The ubiquitous Giamatti plays Mike Flaherty, a lawyer in suburban New Jersey whose practice is going down the drain (a state of affairs heavyhandedly symbolised by his attempts to fix the office dunny because he can't afford a plumber).
He sees a chance to rescue himself by taking the guardianship of an incipiently senile client who is estranged from his only family, a wastrel daughter. All he has to do is lie - to the court and his wife - and park the old bugger in a rest home while he pockets the monthly fee. It's all working out quite well until the daughter's son Kyle (Shaffer), turns up looking for Grandpa.
What follows is a largely predictable redemption narrative which is remarkable mainly for distilling its ideas about struggle into a heavy-handedly symbolic wrestling subplot (Mike's a coach; Kyle's a surprise hotshot).
The plot carpentry is plainly visible at times - some scenes are frankly clunky - and the denouement skirts a little too delicately, while holding its nose, around the small problem of an officer of the court lying to a judge.

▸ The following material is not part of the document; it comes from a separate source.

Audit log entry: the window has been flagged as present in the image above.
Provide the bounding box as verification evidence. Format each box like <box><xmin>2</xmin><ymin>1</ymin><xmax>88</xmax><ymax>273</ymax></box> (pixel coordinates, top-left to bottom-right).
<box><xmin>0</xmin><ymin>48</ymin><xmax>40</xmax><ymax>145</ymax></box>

The film's real rewards are to be found in its supporting roles: expatriate Kiwi Lynskey is a nice mix of fragile and grasping as Kyle's Mum; Cannavale (the non-dwarf bloke in The Station Agent) is great as Mike's meathead mate, like Seinfeld's Kramer without the nice shirts; Tambor is terrific as Mike's lugubrious coaching partner; and Thompson is the wrestling team weakling who ... well, I wouldn't want to spoil that, would I?